The objective of this project is to create an data product that can predict the next word given a word in context. The idea is to build a predictive model based on a library of text usage. The data which will be used to train the model will be the HC Corpora en_US blogs, twitter and news sets.
Each text data set is 200MB large. To run processes on 600MB of data is not feasible given the computing resources available. Instead a random sample of 10% of records from each set will be used. We can infer the characteristics of the population from the sample. Sampling will be in 10 line chunks. Using a function named random Sample to do this work.
##Random sample a tenth of the total set
randomSample("~/coursera/data scientist/Capstone/final/en_US/en_US.blogs.txt",
"~/coursera/data scientist/Capstone/final/en_US/en_US.blogs.sample.txt",0.1,10);
randomSample("~/coursera/data scientist/Capstone/final/en_US/en_US.news.upd.txt",
"~/coursera/data scientist/Capstone/final/en_US/en_US.news.sample.txt",0.1,10);
randomSample("~/coursera/data scientist/Capstone/final/en_US/en_US.twitter.txt",
"~/coursera/data scientist/Capstone/final/en_US/en_US.twitter.sample.txt",0.1,10);
To allow for meaningful analysis of the text bodies we need to do some cleaning. This includes removing additional whitespace, converting all text to lower case, remove stop words such as “and”,“it”,“so” (as listed below - which add no information).
stopwords("english");
## [1] "i" "me" "my" "myself" "we"
## [6] "our" "ours" "ourselves" "you" "your"
## [11] "yours" "yourself" "yourselves" "he" "him"
## [16] "his" "himself" "she" "her" "hers"
## [21] "herself" "it" "its" "itself" "they"
## [26] "them" "their" "theirs" "themselves" "what"
## [31] "which" "who" "whom" "this" "that"
## [36] "these" "those" "am" "is" "are"
## [41] "was" "were" "be" "been" "being"
## [46] "have" "has" "had" "having" "do"
## [51] "does" "did" "doing" "would" "should"
## [56] "could" "ought" "i'm" "you're" "he's"
## [61] "she's" "it's" "we're" "they're" "i've"
## [66] "you've" "we've" "they've" "i'd" "you'd"
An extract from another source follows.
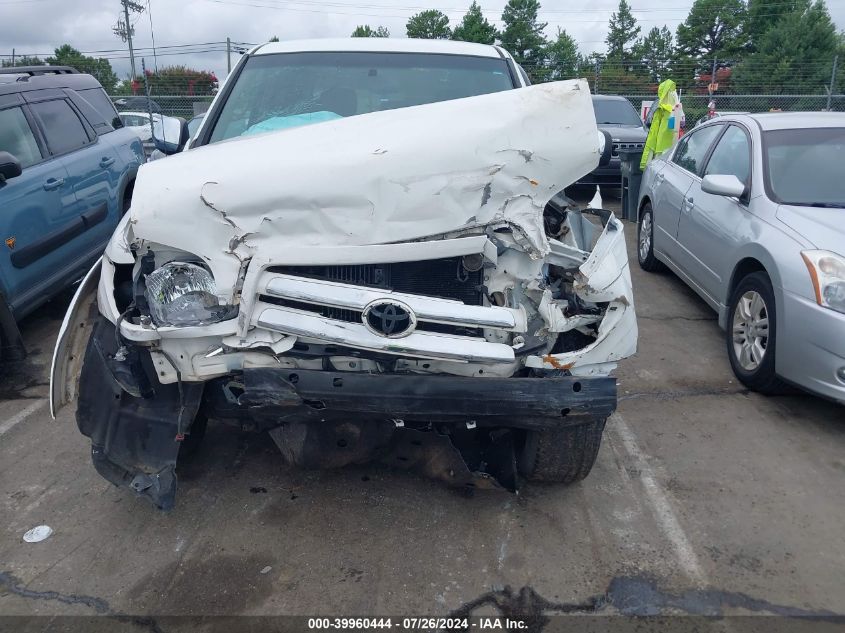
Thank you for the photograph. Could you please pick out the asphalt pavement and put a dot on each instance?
(706, 498)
## [71] "he'd" "she'd" "we'd" "they'd" "i'll"
## [76] "you'll" "he'll" "she'll" "we'll" "they'll"
## [81] "isn't" "aren't" "wasn't" "weren't" "hasn't"
## [86] "haven't" "hadn't" "doesn't" "don't" "didn't"
## [91] "won't" "wouldn't" "shan't" "shouldn't" "can't"
## [96] "cannot" "couldn't" "mustn't" "let's" "that's"
## [101] "who's" "what's" "here's" "there's" "when's"
## [106] "where's" "why's" "how's" "a" "an"
## [111] "the" "and" "but" "if" "or"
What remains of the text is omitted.